Understanding Mortgage Insurance at 660 Credit Score
Private Mortgage Insurance (PMI) is typically required on conventional loans with less than 20% down. At a 660 credit score, you're likely to receive more favorable PMI rates compared to lower credit scores. For instance, on a $400,000 home purchase with 10% down, your PMI might be around 0.55% annually.
This translates to about $183 per month in additional costs. Compare this to FHA mortgage insurance, which often remains in place for the life of the loan unless you refinance.
The key advantage of conventional loans at your credit score is that PMI automatically cancels when you reach 78% loan-to-value ratio. NMHL can help you crunch the numbers to determine which loan type makes the most financial sense for your situation.
Get a personalized PMI estimate with NMHL's Mortgage Calculator.
Jumbo Loan Options with a 660 Credit Score
While most jumbo lenders prefer higher credit scores, some will consider 660 with strong compensating factors. These might include a substantial down payment (25%+), significant cash reserves, and a low debt-to-income ratio. NMHL has established relationships with jumbo lenders who are more flexible with credit scores.
To improve your chances:
- Maximize your down payment to reduce lender risk
- Document substantial cash reserves (6-12 months of expenses)

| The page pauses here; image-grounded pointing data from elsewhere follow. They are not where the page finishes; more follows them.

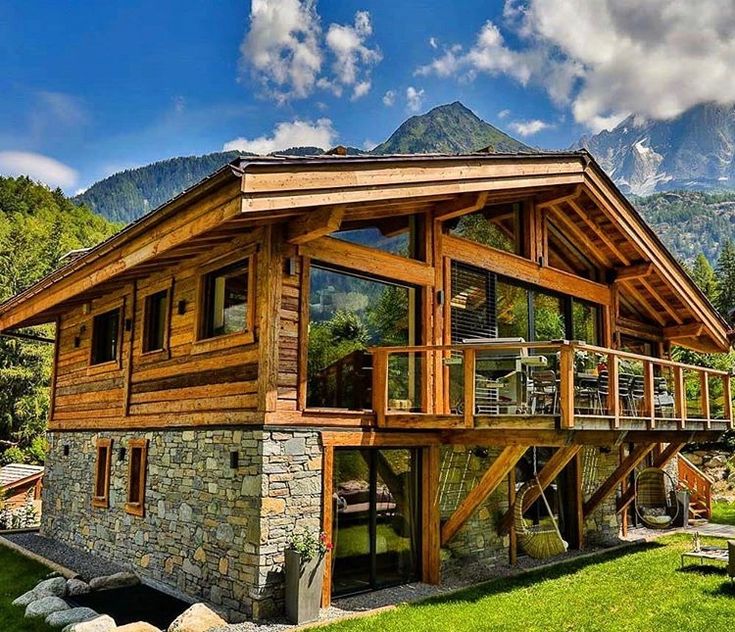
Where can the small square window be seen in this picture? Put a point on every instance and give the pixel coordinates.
(156, 321)
(227, 300)
(105, 337)
(138, 451)
(101, 496)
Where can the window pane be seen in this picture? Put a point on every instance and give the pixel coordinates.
(156, 306)
(226, 300)
(105, 334)
(497, 226)
(348, 314)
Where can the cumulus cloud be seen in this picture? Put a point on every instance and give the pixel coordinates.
(529, 128)
(414, 99)
(38, 167)
(606, 59)
(287, 50)
(296, 133)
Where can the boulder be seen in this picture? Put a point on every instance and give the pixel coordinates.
(63, 618)
(198, 618)
(77, 586)
(118, 580)
(100, 624)
(45, 606)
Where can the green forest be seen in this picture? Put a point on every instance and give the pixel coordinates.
(37, 227)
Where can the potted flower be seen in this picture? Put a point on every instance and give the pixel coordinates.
(305, 556)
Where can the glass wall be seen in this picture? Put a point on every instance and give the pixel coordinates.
(347, 315)
(376, 531)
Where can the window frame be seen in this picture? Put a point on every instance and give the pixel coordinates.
(137, 508)
(247, 335)
(102, 502)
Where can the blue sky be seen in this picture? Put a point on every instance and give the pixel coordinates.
(90, 88)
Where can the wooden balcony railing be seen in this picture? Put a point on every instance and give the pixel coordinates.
(573, 384)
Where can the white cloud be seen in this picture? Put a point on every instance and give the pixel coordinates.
(529, 128)
(609, 58)
(286, 49)
(286, 135)
(414, 99)
(38, 167)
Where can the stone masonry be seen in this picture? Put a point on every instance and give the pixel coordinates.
(209, 531)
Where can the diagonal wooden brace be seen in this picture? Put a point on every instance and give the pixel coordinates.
(489, 482)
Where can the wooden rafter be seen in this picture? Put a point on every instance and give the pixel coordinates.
(660, 461)
(628, 464)
(489, 482)
(313, 224)
(546, 476)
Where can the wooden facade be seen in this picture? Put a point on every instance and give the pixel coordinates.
(578, 238)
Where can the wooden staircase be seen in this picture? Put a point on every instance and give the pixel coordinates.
(700, 491)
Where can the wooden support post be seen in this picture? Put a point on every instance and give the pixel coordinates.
(566, 386)
(431, 540)
(380, 385)
(704, 399)
(469, 387)
(628, 494)
(489, 482)
(613, 389)
(649, 407)
(680, 397)
(626, 467)
(546, 476)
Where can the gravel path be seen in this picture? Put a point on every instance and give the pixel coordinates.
(86, 564)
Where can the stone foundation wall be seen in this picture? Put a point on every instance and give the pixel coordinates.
(209, 531)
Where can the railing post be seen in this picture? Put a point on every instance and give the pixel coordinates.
(566, 385)
(380, 385)
(649, 406)
(727, 400)
(704, 398)
(469, 358)
(613, 389)
(680, 397)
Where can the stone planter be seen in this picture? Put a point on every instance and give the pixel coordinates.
(303, 587)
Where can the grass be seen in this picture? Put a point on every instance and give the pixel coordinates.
(632, 590)
(18, 574)
(723, 513)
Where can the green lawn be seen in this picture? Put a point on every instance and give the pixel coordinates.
(638, 590)
(17, 575)
(723, 513)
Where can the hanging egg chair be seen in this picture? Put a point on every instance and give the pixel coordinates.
(539, 541)
(655, 505)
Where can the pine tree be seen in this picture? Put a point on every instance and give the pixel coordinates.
(725, 294)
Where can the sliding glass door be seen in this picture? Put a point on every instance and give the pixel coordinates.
(376, 530)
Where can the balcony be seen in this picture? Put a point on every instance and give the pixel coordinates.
(555, 385)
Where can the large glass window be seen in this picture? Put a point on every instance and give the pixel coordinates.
(349, 314)
(497, 226)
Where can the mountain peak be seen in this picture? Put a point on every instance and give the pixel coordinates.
(451, 128)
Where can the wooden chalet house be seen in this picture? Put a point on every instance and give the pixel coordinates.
(381, 347)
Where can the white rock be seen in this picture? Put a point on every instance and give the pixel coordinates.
(118, 580)
(77, 587)
(73, 615)
(45, 606)
(100, 624)
(198, 618)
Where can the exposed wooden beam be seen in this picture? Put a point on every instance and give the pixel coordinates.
(660, 461)
(626, 467)
(461, 205)
(635, 271)
(685, 330)
(489, 482)
(546, 476)
(313, 224)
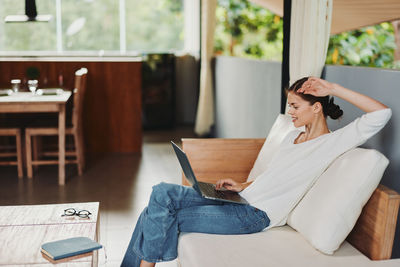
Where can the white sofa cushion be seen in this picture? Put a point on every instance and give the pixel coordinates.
(277, 247)
(281, 127)
(330, 209)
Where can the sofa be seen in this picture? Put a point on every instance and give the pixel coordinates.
(346, 219)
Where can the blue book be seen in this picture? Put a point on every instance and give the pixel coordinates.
(69, 247)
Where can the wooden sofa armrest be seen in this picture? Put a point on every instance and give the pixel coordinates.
(213, 159)
(374, 231)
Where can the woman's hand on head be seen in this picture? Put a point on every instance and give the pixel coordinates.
(316, 87)
(229, 184)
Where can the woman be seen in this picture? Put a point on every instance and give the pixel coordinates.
(300, 160)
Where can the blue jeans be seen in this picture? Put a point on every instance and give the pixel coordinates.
(173, 209)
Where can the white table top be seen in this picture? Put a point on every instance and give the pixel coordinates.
(28, 97)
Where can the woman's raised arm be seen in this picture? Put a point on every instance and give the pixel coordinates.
(319, 87)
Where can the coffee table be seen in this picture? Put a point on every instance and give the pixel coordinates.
(23, 229)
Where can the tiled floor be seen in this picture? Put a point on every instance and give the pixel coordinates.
(120, 182)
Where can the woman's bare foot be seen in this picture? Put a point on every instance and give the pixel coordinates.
(144, 263)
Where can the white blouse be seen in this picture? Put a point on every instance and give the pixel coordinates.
(295, 167)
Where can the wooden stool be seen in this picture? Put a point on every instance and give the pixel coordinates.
(75, 130)
(18, 149)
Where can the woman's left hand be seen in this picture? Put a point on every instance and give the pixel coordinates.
(229, 184)
(316, 87)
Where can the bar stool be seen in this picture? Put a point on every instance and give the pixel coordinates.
(76, 131)
(18, 149)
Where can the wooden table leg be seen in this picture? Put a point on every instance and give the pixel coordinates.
(61, 145)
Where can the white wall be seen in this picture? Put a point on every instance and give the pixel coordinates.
(247, 96)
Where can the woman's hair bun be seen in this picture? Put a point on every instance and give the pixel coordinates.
(333, 110)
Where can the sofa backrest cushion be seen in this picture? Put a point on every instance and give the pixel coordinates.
(330, 209)
(281, 127)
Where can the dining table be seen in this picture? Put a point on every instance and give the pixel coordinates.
(28, 102)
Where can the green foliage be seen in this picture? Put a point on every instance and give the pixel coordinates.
(371, 46)
(245, 29)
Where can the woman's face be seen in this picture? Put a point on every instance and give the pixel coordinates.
(301, 111)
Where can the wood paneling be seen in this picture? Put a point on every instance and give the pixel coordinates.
(213, 159)
(112, 104)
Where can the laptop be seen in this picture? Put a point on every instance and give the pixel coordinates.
(206, 190)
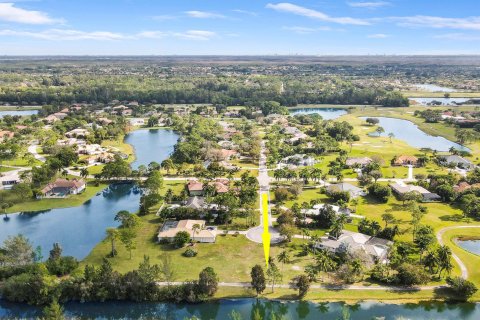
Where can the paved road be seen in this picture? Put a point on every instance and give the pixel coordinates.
(33, 150)
(255, 234)
(440, 234)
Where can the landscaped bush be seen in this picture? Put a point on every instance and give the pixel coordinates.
(190, 253)
(62, 266)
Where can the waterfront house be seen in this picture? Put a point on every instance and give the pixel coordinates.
(405, 160)
(358, 162)
(376, 248)
(62, 188)
(203, 234)
(456, 161)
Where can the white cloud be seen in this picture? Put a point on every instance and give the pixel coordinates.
(250, 13)
(306, 30)
(470, 23)
(314, 14)
(378, 36)
(10, 13)
(369, 5)
(72, 35)
(458, 37)
(201, 35)
(204, 15)
(164, 17)
(64, 35)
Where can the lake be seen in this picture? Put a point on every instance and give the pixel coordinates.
(434, 88)
(469, 245)
(22, 113)
(443, 101)
(247, 307)
(409, 132)
(77, 229)
(151, 145)
(326, 113)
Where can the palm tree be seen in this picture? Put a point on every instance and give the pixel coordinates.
(283, 257)
(313, 241)
(430, 261)
(316, 174)
(324, 262)
(444, 260)
(305, 175)
(388, 218)
(196, 227)
(84, 173)
(391, 135)
(357, 267)
(337, 227)
(112, 236)
(305, 233)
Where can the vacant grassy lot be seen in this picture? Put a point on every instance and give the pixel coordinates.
(231, 257)
(45, 204)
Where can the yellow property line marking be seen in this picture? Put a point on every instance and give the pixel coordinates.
(265, 234)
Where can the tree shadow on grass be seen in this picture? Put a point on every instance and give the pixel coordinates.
(455, 218)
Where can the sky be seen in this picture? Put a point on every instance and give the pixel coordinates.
(247, 27)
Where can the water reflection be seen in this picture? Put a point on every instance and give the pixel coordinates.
(77, 229)
(256, 309)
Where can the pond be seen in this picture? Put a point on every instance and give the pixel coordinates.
(77, 229)
(443, 101)
(409, 132)
(472, 246)
(22, 113)
(249, 307)
(434, 88)
(151, 145)
(326, 113)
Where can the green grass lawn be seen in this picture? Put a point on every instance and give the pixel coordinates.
(231, 257)
(471, 260)
(428, 94)
(45, 204)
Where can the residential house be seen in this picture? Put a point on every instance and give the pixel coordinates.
(5, 135)
(457, 161)
(77, 133)
(127, 112)
(203, 234)
(137, 122)
(51, 119)
(62, 188)
(349, 241)
(71, 142)
(60, 115)
(358, 162)
(354, 191)
(464, 186)
(104, 121)
(405, 160)
(9, 179)
(297, 160)
(315, 211)
(90, 149)
(195, 188)
(401, 189)
(226, 154)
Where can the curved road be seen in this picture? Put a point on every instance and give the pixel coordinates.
(440, 234)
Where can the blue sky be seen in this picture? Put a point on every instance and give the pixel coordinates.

- Show stable, high income through tax returns and pay stubs
NMHL can connect you with the right jumbo lenders for your financial profile.

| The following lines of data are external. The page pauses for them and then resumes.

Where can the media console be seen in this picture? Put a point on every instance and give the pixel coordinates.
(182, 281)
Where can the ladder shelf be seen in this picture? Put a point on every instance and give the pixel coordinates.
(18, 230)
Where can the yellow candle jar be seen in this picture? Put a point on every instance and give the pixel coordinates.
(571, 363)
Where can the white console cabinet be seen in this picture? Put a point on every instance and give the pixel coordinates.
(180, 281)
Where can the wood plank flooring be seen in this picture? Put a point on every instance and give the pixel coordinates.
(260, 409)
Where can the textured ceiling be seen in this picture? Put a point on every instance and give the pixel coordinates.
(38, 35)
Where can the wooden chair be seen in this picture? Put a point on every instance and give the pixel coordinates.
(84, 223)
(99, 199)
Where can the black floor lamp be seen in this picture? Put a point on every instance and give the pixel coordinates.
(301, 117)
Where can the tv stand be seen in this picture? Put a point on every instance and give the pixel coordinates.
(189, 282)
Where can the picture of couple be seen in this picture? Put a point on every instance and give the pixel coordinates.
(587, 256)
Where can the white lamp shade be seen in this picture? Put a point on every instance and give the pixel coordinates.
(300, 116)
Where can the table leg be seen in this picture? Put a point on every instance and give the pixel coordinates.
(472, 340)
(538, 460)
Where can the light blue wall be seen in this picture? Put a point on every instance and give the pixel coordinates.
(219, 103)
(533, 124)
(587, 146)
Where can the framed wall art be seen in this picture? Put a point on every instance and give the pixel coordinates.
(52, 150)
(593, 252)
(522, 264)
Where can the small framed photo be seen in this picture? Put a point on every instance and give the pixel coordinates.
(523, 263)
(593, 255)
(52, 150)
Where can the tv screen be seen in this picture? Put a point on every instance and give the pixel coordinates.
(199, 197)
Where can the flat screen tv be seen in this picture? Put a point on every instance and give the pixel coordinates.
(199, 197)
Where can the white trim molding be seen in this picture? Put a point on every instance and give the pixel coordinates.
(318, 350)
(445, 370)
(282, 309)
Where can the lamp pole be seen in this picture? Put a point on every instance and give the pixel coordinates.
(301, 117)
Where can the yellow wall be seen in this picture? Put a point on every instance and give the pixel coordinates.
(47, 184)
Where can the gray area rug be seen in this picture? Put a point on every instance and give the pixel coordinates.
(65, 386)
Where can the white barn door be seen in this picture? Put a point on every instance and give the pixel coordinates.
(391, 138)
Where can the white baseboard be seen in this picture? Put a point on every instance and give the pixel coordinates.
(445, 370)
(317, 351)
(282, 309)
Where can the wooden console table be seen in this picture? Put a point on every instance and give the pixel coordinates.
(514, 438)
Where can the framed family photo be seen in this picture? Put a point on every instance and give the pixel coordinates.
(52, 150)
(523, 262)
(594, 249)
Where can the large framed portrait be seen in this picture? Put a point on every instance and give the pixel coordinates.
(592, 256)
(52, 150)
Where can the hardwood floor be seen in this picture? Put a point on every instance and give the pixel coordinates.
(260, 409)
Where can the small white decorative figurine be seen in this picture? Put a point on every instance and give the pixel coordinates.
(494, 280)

Schedule a consultation with an NMHL jumbo loan specialist to explore your options.
Preparing for Your Mortgage Application
With your 660 credit score, you're well-prepared to start the mortgage application process. Begin by gathering all necessary financial documents, including tax returns, pay stubs, and bank statements. NMHL's pre-approval process is designed to be straightforward and efficient.
Key steps to prepare:
- Gather all financial documents in advance
- Review your credit reports one last time for errors
- Be prepared to explain any credit history anomalies
NMHL's experienced loan officers will guide you through every step, from pre-approval to closing.
Start your pre-approval with NMHL today and receive a personalized rate quote within 24 hours.
660 Credit Score Mortgage FAQ
At 660, you qualify for most major mortgage programs. Conventional loans often become more competitive due to lower PMI costs. For veterans, VA loans remain an excellent choice. NMHL can help compare these options side-by-side to find the best fit for your situation.
Improving your score from 660 to 700 can save $75-$175 per month on a $300,000 loan, translating to $27,000-$63,000 over 30 years. However, if home prices are rising quickly, the cost of waiting may offset these savings. NMHL can help you weigh these factors.
Yes, a 660 credit score qualifies for pre-approval with most lenders. NMHL offers a streamlined pre-approval process that typically takes 24-48 hours. You'll receive a personalized rate quote and loan options tailored to your financial situation.
With a 660 credit score, your PMI rates on conventional loans will likely range from 0.5-0.9% of the loan amount annually. For example, on a $300,000 loan, this adds $125-$225 per month. NMHL can help you compare this cost across different loan programs.
Some jumbo lenders consider 660 credit scores if you have strong compensating factors, such as a large down payment (20-30%), substantial cash reserves, and a low debt-to-income ratio. NMHL works with a network of jumbo lenders and can match you with suitable options.
Paying off collections can help improve your mortgage application, but the impact varies. Some lenders view paid collections more favorably, while others focus on recent credit behavior. NMHL can advise on the best strategy for your specific situation.